Uniformitarianism came to dominate geology, thanks in large part to Charles Lyell. This naturalist-cum-lawyer extended and popularized the work of James Hutton, who is considered the “father” of uniformitarianism. Charles Darwin absorbed Lyell’s two-volume set during his trip on the H.M.S. Beagle. Taking his cue from uniformitarianism, Darwin concluded that species not only had unlimited capacity for change, but that this change occurred uniformly through time (he used the Latin phrase, natura non facit saltum, or “nature never makes leaps”).
However, Hutton and Lyell were reacting in part to catastrophism gone wild. Naturalists at the turn of the nineteenth century were willing to see many catastrophes in the geological record, with Noah’s flood simply being the last of them. Just as the pendulum soon would swing from absolute species fixity to infinite species transformation under Darwin, so the pendulum swung from ultra-catastrophism to extreme uniformitarianism under Lyell. Only in the last two decades has the pendulum swung away from that extreme, with geologists now recognizing that processes can happen at different rates. For the most part, however, when geologists go out into the field with geological hammer in hand, gathering samples and measuring slip/strike angles, they practice uniformitarianism. They are not likely, for instance, to entertain the idea that a five-thousand-foot sequence of sandstone rock is the product of a single, relatively brief event.

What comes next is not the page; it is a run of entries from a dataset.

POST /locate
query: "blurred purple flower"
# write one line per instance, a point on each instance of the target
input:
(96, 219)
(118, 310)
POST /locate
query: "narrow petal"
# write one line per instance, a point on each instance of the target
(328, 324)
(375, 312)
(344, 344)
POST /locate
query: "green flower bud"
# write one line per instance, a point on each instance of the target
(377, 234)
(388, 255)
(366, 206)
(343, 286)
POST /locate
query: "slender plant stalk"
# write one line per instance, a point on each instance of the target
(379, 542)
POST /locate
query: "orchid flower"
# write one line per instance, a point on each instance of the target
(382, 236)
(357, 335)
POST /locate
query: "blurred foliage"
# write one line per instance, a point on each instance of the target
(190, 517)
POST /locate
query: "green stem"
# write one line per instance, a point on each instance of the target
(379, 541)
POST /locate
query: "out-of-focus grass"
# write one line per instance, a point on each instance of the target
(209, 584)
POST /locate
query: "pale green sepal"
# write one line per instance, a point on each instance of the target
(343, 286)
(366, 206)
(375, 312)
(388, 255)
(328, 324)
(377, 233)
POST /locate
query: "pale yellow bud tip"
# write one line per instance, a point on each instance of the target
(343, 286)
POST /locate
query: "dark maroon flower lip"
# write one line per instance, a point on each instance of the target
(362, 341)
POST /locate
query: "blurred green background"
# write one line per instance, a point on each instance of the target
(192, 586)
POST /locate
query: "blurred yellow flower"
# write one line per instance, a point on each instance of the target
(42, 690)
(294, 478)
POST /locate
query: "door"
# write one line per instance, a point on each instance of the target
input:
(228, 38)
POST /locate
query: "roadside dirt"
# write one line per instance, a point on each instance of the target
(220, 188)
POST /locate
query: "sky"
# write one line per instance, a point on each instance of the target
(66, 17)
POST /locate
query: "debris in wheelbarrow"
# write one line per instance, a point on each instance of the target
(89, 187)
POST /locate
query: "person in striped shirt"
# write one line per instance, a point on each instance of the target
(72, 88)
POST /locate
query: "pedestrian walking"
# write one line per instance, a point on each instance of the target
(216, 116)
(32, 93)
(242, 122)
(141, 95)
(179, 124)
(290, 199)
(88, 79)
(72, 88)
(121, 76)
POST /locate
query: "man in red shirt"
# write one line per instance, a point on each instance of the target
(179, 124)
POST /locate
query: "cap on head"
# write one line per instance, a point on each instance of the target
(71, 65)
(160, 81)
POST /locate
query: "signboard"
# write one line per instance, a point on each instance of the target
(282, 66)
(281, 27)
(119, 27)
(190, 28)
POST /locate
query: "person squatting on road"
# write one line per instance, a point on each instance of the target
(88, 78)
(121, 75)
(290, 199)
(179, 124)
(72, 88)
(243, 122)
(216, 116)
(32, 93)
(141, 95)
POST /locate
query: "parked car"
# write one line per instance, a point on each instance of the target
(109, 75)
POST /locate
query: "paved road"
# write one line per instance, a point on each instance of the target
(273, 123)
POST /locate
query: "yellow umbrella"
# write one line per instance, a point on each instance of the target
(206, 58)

But this debate over geological rates is nowhere near as heated as the present debate overevolutionary rates. Over twenty years ago, Stephen J. Gould and Niles Eldredge initiated a controversy by suggesting, contrary to Darwin, that nature does make leaps. Their theory, known as punctuated equilibrium, suggests that species often remain fairly constant in form, only to be followed by daughter species that appear to emerge within a relatively short period of time. One motivation for proposing such an idea seems to have been the remarkable absence of transitional forms from one fossil species to the next. Such a proposal admits that stability, not change, is the dominant feature of the fossil record. Rather than being a “convenient waffle,” punctuated equilibrium represents a substantial alternative to the concept of gradualism.
The main problem with allowing rapid, large-scale change in biological evolution is that it is only an interpretation of the fossil record. Orthodox Darwinists believe they have a mechanism—natural selection acting on mutations—but when they go looking for gradual, steady change in the fossil record, they find gaps between species and species stability. The punctuationists see these same contrary data and conclude that evolution over the long term has proceeded in leaps and bounds separated by long periods of very little change at all. Hence, one version has a partial mechanism and little evidence, while the other has observational support but no particular mechanism. The sum total of the argument for macroevolution is very nearly zero.